Blog > Systems for life

Orders of Magnitude

Gregorio Cabral - November 08, 2020

TL;DR

A project to provide access to reference numerical values that help make sense of numbers when consuming content.

The struggle

When consuming content on a daily basis, I get exposed to many different magnitudes.

For example, I may read an article telling me that Boom Supersonic has released a plane that flights at 2300 km/h.

Here, since I know that commercial airplanes have a cruise speed of around 900km/h, I can tell “wow! that will make long distance flights take half the time”. Then I get more interested in the subject, probably hoping understand how they got to make such a significant increase.

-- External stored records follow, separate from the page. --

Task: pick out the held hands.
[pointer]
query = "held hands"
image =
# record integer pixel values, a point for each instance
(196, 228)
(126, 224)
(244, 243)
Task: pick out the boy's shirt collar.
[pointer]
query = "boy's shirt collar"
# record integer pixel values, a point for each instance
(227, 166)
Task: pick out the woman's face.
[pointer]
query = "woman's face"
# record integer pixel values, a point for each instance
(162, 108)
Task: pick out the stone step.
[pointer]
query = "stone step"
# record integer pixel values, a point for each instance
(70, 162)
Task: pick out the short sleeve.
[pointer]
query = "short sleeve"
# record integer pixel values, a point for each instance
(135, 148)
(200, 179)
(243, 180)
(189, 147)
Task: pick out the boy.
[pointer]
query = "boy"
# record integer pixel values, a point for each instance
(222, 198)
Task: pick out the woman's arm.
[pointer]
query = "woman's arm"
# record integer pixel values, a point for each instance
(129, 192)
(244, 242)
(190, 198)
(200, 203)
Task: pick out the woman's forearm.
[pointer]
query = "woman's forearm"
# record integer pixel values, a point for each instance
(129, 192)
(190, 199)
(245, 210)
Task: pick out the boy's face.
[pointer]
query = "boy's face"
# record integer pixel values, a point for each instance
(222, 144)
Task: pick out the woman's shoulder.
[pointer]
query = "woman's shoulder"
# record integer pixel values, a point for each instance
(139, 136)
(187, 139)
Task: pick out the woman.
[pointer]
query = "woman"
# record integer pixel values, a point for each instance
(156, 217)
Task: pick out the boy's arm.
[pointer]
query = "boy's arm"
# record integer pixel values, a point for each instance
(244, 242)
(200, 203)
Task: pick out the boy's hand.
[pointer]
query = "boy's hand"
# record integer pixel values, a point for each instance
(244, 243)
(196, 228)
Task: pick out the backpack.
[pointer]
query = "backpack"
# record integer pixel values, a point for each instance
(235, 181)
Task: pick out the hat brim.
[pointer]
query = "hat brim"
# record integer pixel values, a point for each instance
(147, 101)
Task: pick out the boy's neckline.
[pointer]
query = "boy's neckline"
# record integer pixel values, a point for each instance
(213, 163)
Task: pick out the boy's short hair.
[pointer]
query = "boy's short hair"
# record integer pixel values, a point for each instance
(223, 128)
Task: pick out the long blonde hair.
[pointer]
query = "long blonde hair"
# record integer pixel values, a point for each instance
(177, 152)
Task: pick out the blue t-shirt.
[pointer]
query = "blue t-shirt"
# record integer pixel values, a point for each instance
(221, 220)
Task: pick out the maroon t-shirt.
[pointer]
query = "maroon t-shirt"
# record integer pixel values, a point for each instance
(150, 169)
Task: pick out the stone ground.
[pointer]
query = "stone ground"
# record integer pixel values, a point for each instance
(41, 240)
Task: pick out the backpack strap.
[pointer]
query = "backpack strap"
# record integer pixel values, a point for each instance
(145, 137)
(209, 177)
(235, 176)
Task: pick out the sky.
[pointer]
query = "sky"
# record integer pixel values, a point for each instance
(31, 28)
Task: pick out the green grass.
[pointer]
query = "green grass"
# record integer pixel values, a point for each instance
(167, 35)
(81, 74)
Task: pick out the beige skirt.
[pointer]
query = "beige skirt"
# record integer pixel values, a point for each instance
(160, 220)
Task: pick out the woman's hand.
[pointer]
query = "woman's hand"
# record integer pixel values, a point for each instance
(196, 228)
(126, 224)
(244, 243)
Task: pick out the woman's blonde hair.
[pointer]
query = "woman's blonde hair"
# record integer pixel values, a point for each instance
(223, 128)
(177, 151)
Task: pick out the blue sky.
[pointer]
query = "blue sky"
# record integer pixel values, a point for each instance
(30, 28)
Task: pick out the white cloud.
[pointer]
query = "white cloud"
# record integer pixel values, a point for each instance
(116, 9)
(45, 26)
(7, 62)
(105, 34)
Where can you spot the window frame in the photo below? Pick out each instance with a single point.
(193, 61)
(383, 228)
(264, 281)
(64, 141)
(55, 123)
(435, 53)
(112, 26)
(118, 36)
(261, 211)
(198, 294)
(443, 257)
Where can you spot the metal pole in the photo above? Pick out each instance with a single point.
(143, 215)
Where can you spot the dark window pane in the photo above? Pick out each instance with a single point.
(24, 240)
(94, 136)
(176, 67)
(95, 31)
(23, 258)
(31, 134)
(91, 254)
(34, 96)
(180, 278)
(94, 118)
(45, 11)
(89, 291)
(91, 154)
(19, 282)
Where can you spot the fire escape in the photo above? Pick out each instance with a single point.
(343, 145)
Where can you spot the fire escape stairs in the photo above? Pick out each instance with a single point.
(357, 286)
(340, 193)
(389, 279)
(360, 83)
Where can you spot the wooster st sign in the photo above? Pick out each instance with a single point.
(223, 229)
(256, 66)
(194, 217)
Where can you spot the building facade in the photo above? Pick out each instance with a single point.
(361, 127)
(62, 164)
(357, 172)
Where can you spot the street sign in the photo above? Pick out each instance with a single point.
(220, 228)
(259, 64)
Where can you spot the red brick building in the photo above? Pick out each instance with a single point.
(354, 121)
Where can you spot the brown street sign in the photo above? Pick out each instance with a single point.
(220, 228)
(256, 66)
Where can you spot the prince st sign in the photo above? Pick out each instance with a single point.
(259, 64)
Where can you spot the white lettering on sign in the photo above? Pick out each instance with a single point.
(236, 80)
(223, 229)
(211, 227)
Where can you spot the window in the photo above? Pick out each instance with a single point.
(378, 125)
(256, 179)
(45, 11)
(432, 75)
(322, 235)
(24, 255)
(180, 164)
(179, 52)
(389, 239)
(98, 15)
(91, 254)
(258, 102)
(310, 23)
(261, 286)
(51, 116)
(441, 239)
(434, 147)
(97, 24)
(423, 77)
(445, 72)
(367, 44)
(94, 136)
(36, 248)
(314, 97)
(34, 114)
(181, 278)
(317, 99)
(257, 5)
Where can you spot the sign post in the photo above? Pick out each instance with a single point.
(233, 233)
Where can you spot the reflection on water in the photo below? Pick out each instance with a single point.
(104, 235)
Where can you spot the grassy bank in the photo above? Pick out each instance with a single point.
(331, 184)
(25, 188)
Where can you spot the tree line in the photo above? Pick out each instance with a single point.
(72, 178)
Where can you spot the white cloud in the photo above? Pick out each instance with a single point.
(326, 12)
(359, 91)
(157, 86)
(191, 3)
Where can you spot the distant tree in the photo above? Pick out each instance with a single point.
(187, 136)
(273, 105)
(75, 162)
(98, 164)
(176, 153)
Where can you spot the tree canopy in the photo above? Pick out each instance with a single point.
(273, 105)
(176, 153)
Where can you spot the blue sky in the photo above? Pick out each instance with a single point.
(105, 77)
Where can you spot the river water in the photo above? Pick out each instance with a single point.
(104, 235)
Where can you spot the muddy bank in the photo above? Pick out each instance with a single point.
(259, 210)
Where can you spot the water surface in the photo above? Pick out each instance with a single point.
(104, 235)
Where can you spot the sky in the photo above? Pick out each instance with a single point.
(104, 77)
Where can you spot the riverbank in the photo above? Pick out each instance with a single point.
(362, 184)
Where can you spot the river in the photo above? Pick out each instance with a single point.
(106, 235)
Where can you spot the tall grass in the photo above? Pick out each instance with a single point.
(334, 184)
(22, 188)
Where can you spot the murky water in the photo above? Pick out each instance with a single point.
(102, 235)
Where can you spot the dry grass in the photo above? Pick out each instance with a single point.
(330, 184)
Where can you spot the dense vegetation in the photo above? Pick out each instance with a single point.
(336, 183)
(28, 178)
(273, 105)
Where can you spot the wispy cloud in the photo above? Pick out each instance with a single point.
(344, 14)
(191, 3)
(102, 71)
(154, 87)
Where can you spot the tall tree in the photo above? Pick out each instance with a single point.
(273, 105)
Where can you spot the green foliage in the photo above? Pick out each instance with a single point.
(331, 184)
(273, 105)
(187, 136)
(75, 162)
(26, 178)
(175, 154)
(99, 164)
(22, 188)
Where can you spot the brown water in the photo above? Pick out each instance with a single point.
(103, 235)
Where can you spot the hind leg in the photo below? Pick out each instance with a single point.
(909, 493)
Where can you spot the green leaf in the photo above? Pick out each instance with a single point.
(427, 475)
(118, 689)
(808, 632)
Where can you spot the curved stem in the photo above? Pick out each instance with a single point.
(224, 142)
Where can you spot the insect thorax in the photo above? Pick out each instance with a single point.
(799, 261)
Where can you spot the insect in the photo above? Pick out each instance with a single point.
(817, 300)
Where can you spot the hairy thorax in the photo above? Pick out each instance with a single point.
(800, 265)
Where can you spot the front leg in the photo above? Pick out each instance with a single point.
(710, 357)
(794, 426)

But later I might read that the Argentinean bank reserves are at 10B USD or that Tesla will be manufacturing 300k cars in 2021.

There they lost me. Those two magnitudes mean nothing to me. I will probably not even read all of the figures before moving on to the next word.

In many cases, content creators give reference values, so that might keep my attention in the subject. But will most probably have forgotten about these values next time a related magnitude comes up in an article or news I’m reading.

In the cases where I know some reference values, I can make better sense of the content I am consuming. These values help me measure the impact of events, see patterns and abnormalities and make judgements. This is what get me engaged in topics, pushing me to remember new reference values and thus making all these knowledge compound.

The proposed solution

I have been pondering with a project that I am calling The Orders of Magnitude Project. It would consist in collecting, organizing and presenting a curated list of reference numerical values from different areas of knowledge.

Not sure about the details of any of the steps yet, but I’ve been keeping a list of the magnitudes that I would like to feature. Some of them are: years ago (big bang, dinosaurs and human civilization), distances (galaxies, planets and artificial satellites), population (earth, continent, country, city, stadium, plane), surface (country, farm, land, room), CO2 emissions (vehicles, factories, animals), website traffic (big social networks, small e-commerce), calories in food (meals, dishes, treats), company valuations (unicorns, startups, small lifestyle businesses).

By learning a few of these well selected magnitudes for each field, I would be able to create a grid that will slowly get wider with time. The wider the grid of magnitudes that I dominate, the wider the range and depth of information I will be able to understand and appreciate.

It doesn’t work if I have to search for the values in an external device. That delay in the information flow caused by stopping to perform searches breaks the train of thought and engagement with the content at hand. Instead, having a “Fluency in Order of Magnitudes” would imply having these reference values to live in my memory, ready to be used without interruption.

Provided that I have well organized data, I am confident I can achieve an acceptable level of retention in memory. I have been using space repetition for years now and I am happy with the result.

Also, I think this would be a good information database to have access to once I can have a Neuralink implanted in my head. That would help with the “presenting” step of the project, since I would just need to make an API that Neuralink will connect to. But until then I would be happy with relying on my old school organic memory.